Dele Fadele reports from London's Roundhouse

Photo by Maria Mochnacz

With the recent triumvirate of deaths, aged 69 – David Bowie, Natalie Cole, Alan Rickman – one short of the threescore and ten promised in ancient scriptures, Marianne Faithfull, who was born in the same year, must stare at the grandfather clock on the wall in her Paris retreat and ponder how to escape death's clammy grasp. But then, she's lived several lifetimes already, and diced with death on so many occasions that her reports from the other side can weigh mortality on the scales of life and find it wanting.

At London's famous Roundhouse venue, which has swung since the Swinging 60s, Marianne tonight remembers she last graced this stage in the revolutionary year 1968, and has once again come to fend off the ghosts of Andy Warhol, William Burroughs, Janis Joplin, Truman Capote and more. 'Give My Love To London', the introductory single from her new album, and a song she co-wrote with Steve Earle, projects outwards and takes a dissolute tour of the world's greatest city and you know this is one grandmother who can relax in the knowledge that the blessed youth of today still have a long spiritual way to go to catch up with her.

Just hear her voice – a sandpaper nicotine croak with the right balance of sugar and spite – echo through the rafters, and you'll understand why the well-heeled audience are stunned into adorative silence, drinking in every syllable-stretch, pausing at every nuance, enraptured. 'Broken English' might be an old song, minted after she escaped the dreaded curse of addiction in Soho in 1979, but it resonates with prescience tonight, taking the temperature of 2016's fraught times, and blazing a torch at the horrible shroud of fascism that lurks in European shadows and forever threatens to return centre-stage. She speaks, swearing like a trouper, of "Hitler's Children", the vanquished terrorists of yesteryear named the Baader Meinhoff Gang, and the song's original electronic pulse is transformed by tonight's exquisite accompanying musicians into a sleek indie-rock beast, all sinew and muscle.

Marianne Faithfull has her accoutrements onstage; a regal chair to take breathers in, or sometimes emote from (she is supported by a cane), an electronic cigarette, her glasses, several cups of tea, and she continues the anti-fascist theme with 'In My Vagabond Ways' – a sideswipe at a sterilisation program in Sweden. And then, mists swirl, Rob Ellis, Rob McVeigh, Ed Harcourt and soundboard man, Head, relax into a chugging groove that twists and turns with menace and you hear the first single by the then-ingenue Marianne, written by Keith Richards and Mick Jagger. This is 'As Tears Go By', and, boy, does it tug at what's left of your heartstrings. Another ditty, ghost-written with that partnership, 'Sister Morphine' gets lovingly wheeled out and she explains how much she loathes the song, for being stretched out on its rack for so long, and how she didn't even know what morphine was when she wrote it, but now fully appreciates its intricate chemical make-up.
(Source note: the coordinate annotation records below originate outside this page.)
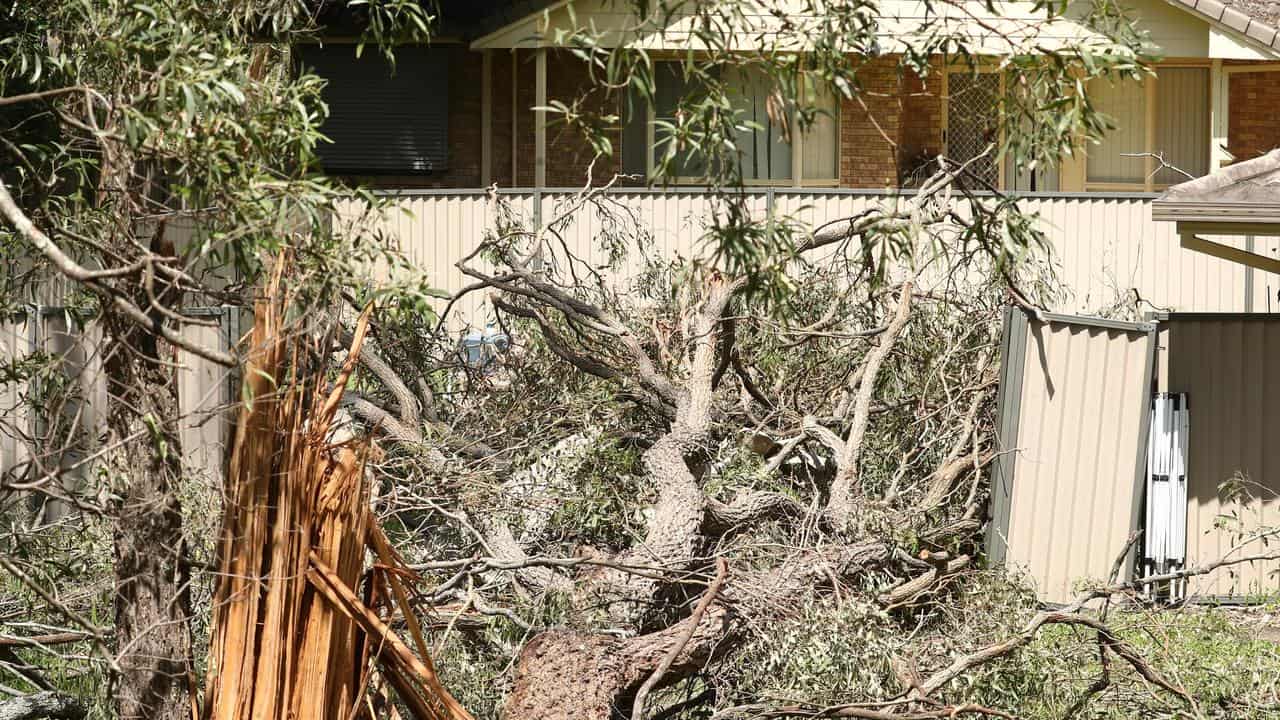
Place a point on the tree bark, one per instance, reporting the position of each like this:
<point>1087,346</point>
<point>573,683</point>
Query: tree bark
<point>41,705</point>
<point>572,675</point>
<point>151,589</point>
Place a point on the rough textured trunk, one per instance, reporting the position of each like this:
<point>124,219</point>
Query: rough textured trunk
<point>151,598</point>
<point>41,705</point>
<point>570,675</point>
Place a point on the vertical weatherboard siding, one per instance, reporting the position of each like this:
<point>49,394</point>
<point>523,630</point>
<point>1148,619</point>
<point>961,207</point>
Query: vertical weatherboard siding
<point>1105,250</point>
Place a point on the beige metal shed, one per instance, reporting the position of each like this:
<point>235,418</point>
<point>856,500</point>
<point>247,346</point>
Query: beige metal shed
<point>1073,424</point>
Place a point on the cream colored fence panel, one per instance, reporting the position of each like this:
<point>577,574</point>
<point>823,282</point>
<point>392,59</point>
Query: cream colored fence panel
<point>64,427</point>
<point>14,345</point>
<point>206,401</point>
<point>1073,427</point>
<point>1229,365</point>
<point>1106,250</point>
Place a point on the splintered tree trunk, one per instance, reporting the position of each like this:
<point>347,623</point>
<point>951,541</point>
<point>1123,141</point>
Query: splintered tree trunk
<point>151,600</point>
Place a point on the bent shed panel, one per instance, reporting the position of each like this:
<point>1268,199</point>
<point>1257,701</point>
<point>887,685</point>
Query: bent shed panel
<point>1073,424</point>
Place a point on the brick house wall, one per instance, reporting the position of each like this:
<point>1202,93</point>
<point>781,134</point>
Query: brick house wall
<point>880,146</point>
<point>567,151</point>
<point>920,140</point>
<point>1253,114</point>
<point>871,128</point>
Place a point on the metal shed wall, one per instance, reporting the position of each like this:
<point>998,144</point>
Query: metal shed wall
<point>1229,365</point>
<point>1073,410</point>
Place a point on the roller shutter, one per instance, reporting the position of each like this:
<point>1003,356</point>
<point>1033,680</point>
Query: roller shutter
<point>383,122</point>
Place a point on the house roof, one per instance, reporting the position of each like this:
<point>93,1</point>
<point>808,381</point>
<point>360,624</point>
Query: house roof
<point>1257,19</point>
<point>1244,192</point>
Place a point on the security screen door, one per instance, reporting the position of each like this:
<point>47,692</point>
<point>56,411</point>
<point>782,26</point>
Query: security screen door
<point>972,121</point>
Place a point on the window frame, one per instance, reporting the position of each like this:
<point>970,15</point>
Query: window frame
<point>795,181</point>
<point>986,67</point>
<point>1150,90</point>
"Can't you see I'm fading fast?", she asks, "And that this tour will be my last", the sucker-punch gets delivered, iron-fist-in-velvet-glove-style. Once again, shadows swirl, and two recent tunes co-written with the leader of Nick Cave And The Bad Seeds, drop by, say "hi" and muse on the dystopian nature of addiction. Both 'Deep Water' and 'Late Victorian Holocaust' bear the stamp of the Australian defrocked blues preacher, as Marianne's lilting vision-quest of a voice does them errant and summary justice. She's in exemplary, life-defining form tonight, Marianne Faithfull, and it would be sadder than the sadness of dusk, if she were to retire at this momentous peak. Oh, old Grim Reaper, busy as he is, won't strike up her number yet, the ferry across the River Styx can wait, yet, yet, she should think thrice about calling it quits – the wellspring of life still brims over.